The Life Sciences Institute opened its doors this semester, a single home on one large floor with 11 laboratories, 10 classrooms and a lecture hall. Its 100 students are now close to innovative biotech startup companies that are tenants in the building - and which are looking for interns and even workers.

"By moving here, our students are an elevator ride away" from potential employers, said Kathleen Kennedy Norris, director of the Life Sciences Institute and a coordinator and professor of BCCC's biotechnology program.

The number of people seeking associate degrees in biotechnology has grown significantly in the past 20 years. In 1989, there were six students in the community college's program; now there are around 100. Graduates are finding employment quickly, Norris said, in a field that currently employs, among private companies alone, around 34,000 in the state, according to the latest state work force figures.
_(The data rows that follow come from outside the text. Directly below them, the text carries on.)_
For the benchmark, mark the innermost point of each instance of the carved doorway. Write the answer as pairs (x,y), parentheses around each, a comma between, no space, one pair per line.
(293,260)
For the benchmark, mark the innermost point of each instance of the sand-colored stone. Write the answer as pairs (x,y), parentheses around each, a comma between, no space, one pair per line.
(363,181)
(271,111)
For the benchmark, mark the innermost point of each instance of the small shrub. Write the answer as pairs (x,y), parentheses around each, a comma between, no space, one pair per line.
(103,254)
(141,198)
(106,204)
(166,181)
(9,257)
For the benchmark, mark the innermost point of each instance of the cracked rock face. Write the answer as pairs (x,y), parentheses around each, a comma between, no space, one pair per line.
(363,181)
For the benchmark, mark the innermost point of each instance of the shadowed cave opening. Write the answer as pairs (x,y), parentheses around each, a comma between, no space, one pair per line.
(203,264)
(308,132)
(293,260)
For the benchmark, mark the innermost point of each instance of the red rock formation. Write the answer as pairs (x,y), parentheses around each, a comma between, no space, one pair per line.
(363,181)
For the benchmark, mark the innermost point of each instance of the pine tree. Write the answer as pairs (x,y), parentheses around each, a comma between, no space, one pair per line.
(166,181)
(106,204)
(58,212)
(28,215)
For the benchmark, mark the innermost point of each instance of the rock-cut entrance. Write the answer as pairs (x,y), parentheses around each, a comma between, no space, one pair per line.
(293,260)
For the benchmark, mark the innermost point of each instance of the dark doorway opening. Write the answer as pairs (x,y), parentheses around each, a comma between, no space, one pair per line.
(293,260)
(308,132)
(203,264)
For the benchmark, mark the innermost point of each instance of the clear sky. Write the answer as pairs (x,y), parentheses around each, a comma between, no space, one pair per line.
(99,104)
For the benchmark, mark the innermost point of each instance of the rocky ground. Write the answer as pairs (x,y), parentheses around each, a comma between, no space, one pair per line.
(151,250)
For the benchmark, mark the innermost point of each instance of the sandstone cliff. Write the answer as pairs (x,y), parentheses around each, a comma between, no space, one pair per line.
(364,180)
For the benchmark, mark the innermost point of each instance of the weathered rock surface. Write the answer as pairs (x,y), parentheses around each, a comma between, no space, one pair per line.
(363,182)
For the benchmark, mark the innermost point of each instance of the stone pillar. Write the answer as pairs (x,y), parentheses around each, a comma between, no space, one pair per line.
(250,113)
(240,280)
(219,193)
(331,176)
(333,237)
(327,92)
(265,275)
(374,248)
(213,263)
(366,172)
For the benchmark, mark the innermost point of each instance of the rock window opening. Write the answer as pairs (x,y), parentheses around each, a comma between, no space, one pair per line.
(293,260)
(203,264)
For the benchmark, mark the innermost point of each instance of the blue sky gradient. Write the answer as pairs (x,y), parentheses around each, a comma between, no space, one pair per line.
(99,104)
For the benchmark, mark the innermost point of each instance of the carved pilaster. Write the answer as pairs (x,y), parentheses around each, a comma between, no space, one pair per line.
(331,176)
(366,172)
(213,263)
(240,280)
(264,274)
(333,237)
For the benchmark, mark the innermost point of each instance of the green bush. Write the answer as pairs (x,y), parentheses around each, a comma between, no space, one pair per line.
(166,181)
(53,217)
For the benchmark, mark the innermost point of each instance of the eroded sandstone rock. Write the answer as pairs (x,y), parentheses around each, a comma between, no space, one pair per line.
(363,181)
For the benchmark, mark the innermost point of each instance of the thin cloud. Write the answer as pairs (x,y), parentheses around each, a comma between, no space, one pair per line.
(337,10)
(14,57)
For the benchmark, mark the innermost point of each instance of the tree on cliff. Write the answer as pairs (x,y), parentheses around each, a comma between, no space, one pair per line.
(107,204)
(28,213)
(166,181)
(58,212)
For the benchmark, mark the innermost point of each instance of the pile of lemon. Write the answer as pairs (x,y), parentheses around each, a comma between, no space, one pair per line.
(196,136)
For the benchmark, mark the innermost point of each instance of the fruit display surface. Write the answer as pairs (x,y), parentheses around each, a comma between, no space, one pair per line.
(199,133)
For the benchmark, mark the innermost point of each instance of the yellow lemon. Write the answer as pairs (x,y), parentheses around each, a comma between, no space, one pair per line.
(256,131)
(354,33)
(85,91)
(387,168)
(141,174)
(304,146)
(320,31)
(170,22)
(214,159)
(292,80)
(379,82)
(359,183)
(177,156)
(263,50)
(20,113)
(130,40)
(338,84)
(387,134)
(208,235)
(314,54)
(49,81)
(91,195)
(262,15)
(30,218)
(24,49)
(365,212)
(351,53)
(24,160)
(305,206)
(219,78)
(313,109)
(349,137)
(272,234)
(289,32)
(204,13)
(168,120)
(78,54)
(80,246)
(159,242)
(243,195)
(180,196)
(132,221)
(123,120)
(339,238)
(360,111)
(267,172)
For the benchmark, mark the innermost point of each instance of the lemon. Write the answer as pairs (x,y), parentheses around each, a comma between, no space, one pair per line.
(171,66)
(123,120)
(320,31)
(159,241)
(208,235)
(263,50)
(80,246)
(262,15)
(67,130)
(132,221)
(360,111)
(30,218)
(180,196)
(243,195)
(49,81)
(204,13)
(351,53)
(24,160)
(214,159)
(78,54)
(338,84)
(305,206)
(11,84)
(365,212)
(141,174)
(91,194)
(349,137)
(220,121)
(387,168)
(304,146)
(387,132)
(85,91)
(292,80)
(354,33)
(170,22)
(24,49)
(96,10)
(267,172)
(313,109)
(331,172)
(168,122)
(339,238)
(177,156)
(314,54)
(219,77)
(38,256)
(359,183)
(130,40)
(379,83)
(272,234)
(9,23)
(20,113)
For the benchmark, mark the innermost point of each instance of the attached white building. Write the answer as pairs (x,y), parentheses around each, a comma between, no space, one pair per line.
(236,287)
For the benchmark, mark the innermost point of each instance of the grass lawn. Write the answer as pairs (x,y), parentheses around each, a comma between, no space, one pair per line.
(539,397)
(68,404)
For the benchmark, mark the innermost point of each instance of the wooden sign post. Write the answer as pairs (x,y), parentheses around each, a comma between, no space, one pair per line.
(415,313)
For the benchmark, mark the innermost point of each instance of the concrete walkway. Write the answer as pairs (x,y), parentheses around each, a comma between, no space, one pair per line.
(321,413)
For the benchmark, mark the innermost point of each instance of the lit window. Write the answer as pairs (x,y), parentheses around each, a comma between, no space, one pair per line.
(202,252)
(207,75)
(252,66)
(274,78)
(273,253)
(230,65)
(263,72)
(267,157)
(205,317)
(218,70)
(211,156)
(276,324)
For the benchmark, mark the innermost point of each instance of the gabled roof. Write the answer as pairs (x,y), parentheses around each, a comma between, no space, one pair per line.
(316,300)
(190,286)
Biological technicians earned an average of $36,500 in the Baltimore area last year, according to the U.S. Bureau of Labor Statistics.

"We're still not putting out more students than the work force can absorb," Norris said.

The UM BioPark currently has about 400 workers, and by next summer, it's expected to add 125 more jobs.

Norris said the institute will help the community by creating work-force training and certificate programs, so workers can quickly learn relevant skills that will make them more marketable as potential employees.

The institute also plans to work with the Vivian T. Thomas Medical Arts Academy, a high school located a few blocks away from the campus, to arrange summer workshops in math and science.

"We plan to take them into the laboratories to show them why it's important for them to do their math all day," Norris said. "To make the connection."

In one lab during a recent visit, Norris was busy teaching 19 students, including Samuel, a lab exercise for a 100-level course called "Techniques in Instrumentation For Biotechnology." Samuel and her lab partner, Valencia McLeod, 42, were doing a chemical analysis of sodium hydroxide. McLeod, like Samuel, was taking biotech classes as part of a life change.

After years as an intelligence research specialist with the FBI, McLeod recently decided to go back to school to become a researcher in pharmacology.

"Science is my first love," McLeod said.

She already has a bachelor's degree in biology, but needs to strengthen her skills working in a lab environment. Her goal is to continue her studies at the University of Maryland, which should be easy to do as a graduate of the Life Sciences Institute.

Of the program, McLeod said: "It's awesome."